Kanye West, qui se dit sauvé par la religion, évoque régulièrement la Dieu et le Christ dans ses chansons (et pas seulement). Dès son premier album en 2004, il chantait sa foi dans Jesus Walks. En 2013, il sort son album Yeezus, en référence au surnom qu’il s’est donné. « West est mon nom d’esclave et Yeezus mon nom divin », aurait-il déclaré lors d’une soirée à New York. Dans la chanson I’m a god tiré du même album, il imagine une discussion avec Jésus, avant de répéter « Je suis un dieu ».

Au cas où on n’aurait pas compris, il en remet une couche cinq ans plus tard avec l’album Ye et change officiellement son nom de scène pour Ye, qui veut dire « vous » dans la Bible. C’est aussi une référence aux deux dernières lettres de son prénom. A l’automne 2019, le rappeur de 43 ans a sorti l’album Jesus is King. En parallèle, il organise de façon itinérante aux Etats-Unis des Sunday services, des messes évangéliques à mi-chemin entre le concert gospel et les services religieux lancinants. N’oublions pas que deux des enfants qu’il a eus avec Kim Kardashian se prénomment Saint et Psalm… Normal.

Soutien de Trump et polémiques

A partir de 2018, il s’exprime de plus en plus fréquemment sur la politique. Dans son titre Ye vs the people, il affiche son soutien à Donald Trump. « Je sais qu’Obama était un envoyé de Dieu, mais depuis que Trump a gagné, il a prouvé que je pouvais être président ». Sur Twitter, autre terrain d’expression du rappeur, il était allé jusqu’à qualifier le président des Etats-Unis de frère, posant avec une casquette « Make America Great Again », le slogan de Donald Trump lors de la campagne présidentielle en 2016.
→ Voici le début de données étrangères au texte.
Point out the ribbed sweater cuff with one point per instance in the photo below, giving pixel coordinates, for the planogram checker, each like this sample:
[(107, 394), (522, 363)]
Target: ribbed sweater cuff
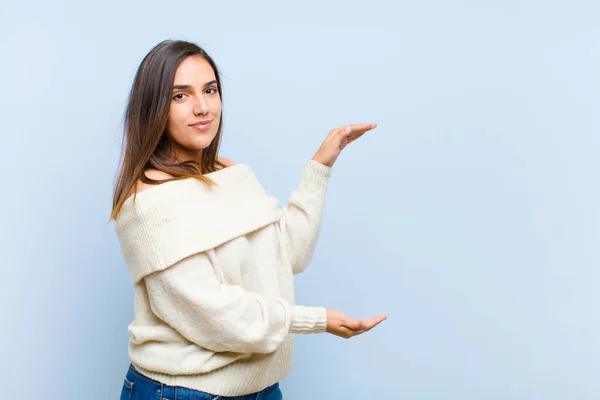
[(315, 178), (308, 319)]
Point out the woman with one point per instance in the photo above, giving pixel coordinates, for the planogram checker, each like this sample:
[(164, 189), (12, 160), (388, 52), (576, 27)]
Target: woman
[(211, 255)]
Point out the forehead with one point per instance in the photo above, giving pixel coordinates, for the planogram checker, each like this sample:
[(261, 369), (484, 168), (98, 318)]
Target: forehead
[(194, 70)]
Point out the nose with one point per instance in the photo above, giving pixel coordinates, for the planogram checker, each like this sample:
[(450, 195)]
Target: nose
[(200, 106)]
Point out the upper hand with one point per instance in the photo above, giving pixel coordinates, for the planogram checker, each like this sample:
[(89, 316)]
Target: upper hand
[(337, 139)]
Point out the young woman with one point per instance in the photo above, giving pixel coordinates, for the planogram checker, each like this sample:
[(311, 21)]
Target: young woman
[(211, 255)]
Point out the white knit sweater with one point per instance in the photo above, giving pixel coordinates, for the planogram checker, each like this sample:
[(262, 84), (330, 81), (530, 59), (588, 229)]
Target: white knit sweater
[(212, 269)]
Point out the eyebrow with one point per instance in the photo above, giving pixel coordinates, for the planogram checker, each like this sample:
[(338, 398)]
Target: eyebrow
[(187, 87)]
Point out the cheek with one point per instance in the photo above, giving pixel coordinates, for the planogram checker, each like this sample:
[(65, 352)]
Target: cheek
[(175, 117)]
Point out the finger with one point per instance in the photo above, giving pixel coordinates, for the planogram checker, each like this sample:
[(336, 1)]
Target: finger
[(370, 323), (354, 129), (353, 325), (347, 130)]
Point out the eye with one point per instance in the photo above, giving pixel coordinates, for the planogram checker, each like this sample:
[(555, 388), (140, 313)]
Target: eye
[(179, 94)]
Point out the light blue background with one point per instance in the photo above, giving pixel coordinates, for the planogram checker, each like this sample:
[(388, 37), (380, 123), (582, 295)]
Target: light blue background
[(469, 216)]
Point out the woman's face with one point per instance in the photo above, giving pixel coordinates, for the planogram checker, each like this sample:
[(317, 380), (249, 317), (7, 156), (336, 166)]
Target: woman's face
[(195, 109)]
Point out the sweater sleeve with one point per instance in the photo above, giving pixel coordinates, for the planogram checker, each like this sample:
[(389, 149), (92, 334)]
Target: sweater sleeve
[(189, 297), (302, 216)]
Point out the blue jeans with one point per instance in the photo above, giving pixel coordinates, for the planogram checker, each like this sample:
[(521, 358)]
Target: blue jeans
[(140, 387)]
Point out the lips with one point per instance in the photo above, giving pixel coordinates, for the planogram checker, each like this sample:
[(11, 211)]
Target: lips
[(201, 125)]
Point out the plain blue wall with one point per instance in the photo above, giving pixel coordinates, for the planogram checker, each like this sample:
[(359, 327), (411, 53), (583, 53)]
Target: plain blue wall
[(470, 216)]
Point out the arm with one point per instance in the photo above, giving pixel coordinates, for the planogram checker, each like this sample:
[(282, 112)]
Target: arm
[(219, 317), (301, 218)]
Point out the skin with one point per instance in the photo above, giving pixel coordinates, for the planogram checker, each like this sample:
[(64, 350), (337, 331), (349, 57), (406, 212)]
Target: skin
[(200, 100)]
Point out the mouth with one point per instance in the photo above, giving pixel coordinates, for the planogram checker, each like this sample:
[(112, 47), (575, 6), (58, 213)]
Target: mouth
[(201, 125)]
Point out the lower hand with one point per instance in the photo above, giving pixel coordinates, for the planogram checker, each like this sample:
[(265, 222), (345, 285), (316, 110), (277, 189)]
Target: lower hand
[(337, 140), (340, 324)]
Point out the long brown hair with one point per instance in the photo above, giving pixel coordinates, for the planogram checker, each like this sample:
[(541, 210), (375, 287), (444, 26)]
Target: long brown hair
[(145, 142)]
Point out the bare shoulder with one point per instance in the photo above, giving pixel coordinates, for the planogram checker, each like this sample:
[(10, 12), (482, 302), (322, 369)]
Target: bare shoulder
[(225, 161), (153, 174)]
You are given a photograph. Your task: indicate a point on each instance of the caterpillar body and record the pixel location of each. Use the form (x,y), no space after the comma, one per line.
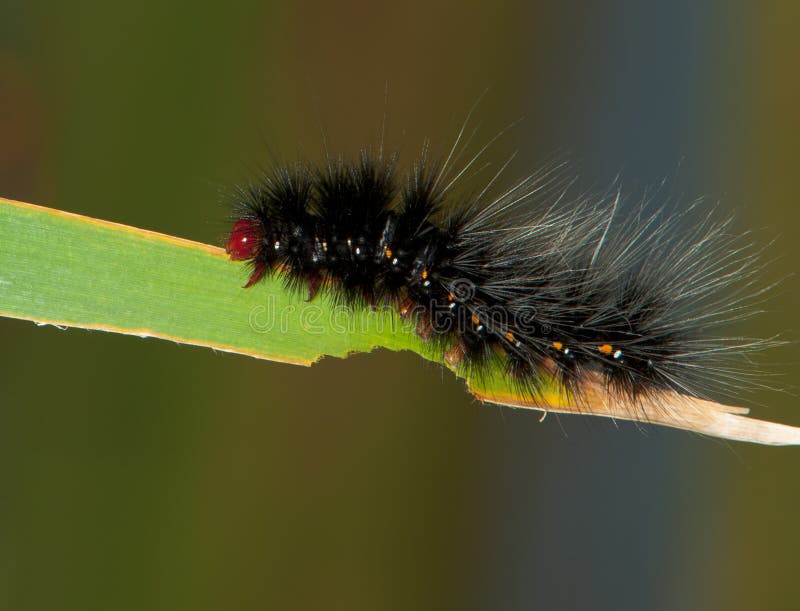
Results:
(572,291)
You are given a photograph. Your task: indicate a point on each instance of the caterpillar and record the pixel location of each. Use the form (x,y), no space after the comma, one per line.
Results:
(544,286)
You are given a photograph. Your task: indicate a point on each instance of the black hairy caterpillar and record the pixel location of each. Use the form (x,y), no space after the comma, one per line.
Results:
(549,289)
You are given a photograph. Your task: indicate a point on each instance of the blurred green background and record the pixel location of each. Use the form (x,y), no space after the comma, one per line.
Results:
(138,474)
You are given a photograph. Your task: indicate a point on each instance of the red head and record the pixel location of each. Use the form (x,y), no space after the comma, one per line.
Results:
(245,240)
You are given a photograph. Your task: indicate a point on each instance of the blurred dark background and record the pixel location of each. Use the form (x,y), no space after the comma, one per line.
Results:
(138,474)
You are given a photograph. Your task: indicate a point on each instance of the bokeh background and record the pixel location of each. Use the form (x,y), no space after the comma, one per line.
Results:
(139,474)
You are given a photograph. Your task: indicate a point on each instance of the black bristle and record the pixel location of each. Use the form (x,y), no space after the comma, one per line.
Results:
(568,291)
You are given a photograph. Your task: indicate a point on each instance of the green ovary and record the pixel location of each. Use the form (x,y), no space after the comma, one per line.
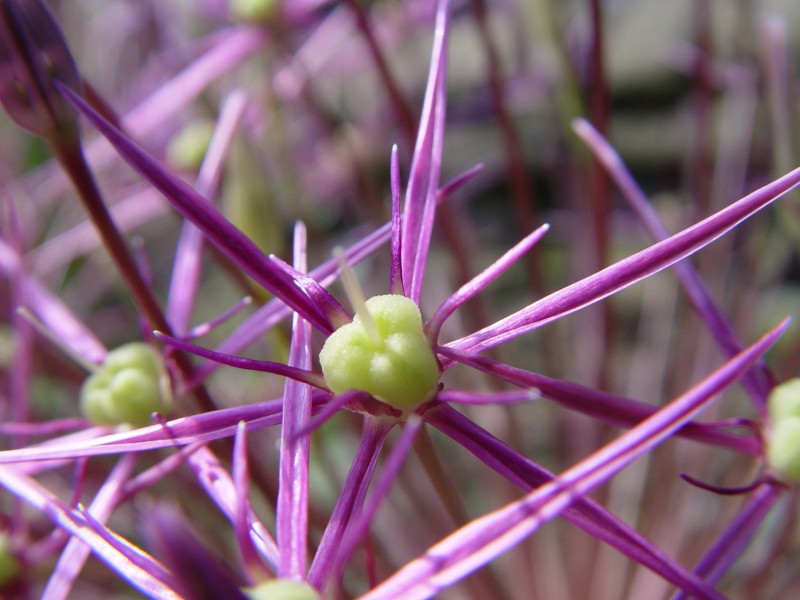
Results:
(783,438)
(128,388)
(395,364)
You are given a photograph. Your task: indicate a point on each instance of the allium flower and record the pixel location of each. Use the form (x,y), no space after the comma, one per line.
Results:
(388,363)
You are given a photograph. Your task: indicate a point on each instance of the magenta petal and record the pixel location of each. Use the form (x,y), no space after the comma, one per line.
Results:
(627,271)
(489,536)
(423,180)
(237,246)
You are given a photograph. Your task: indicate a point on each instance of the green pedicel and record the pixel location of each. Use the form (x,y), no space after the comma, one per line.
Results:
(130,386)
(395,363)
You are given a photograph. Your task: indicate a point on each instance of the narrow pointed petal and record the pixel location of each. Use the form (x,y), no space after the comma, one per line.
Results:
(221,232)
(33,55)
(220,487)
(757,382)
(737,537)
(470,289)
(76,552)
(186,266)
(360,526)
(423,181)
(249,364)
(203,427)
(491,535)
(627,271)
(584,512)
(243,510)
(198,575)
(292,507)
(350,501)
(396,266)
(608,408)
(145,574)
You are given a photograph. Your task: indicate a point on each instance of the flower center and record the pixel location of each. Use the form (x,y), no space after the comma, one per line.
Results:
(130,386)
(384,353)
(783,438)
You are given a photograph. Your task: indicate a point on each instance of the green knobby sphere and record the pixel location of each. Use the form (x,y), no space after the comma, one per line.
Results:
(130,386)
(783,439)
(282,589)
(395,363)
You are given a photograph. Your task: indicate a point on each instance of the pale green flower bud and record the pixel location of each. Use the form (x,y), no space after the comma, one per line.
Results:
(283,589)
(130,386)
(394,363)
(783,435)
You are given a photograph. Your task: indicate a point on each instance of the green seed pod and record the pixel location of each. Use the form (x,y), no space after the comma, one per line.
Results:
(253,11)
(394,362)
(783,448)
(188,147)
(130,386)
(283,589)
(783,435)
(784,400)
Kanye West a d’ailleurs rencontré le président républicain en tête à tête dans le Bureau Ovale en 2018. Un événement qui lui a valu de nombreuses critiques, tout comme ses propos sur l’esclavage la même année qui l’ont placé au coeur d’une polémique. « On entend parler de l’esclavage qui a duré quatre cents ans. Pendant quatre cents ans ? Ça ressemble à un choix », avait-il déclaré à TMZ.

Fin 2019, il a déclaré que son soutien ouvert au président républicain avait pour but d’énerver ses adversaires démocrates et de lui frayer un chemin. Kanye West a annoncé sa candidature sur Twitter le 4 juillet. Il a dépassé la date limite pour figurer sur la liste officielle des candidats dans plusieurs Etats.

Une instabilité psychologique

Des passages du discours prononcé ce dimanche soir sont devenus viraux sur les réseaux sociaux, et ont provoqué de l’émoi, de la colère et des inquiétudes quant à la santé mentale du chanteur. On se souvient de l’hospitalisation en urgence de Kanye West en 2016. Quelques jours plus tôt, il avait sidéré son public lors d’un concert à Sacramento où il n’avait interprété que trois chansons avant de se lancer dans un discours décousu. Diagnostiqué bipolaire, il fait d’ailleurs souvent référence à sa maladie. Sur la pochette de son album Ye, il a écrit : « I Hate Being Bipolar It’s Awesome » (Je déteste être bipolaire, c’est génial). Dieu, prochain président des Etats-Unis ou personnage délirant… Le rappeur excelle en tout cas dans l’art de faire parler de lui.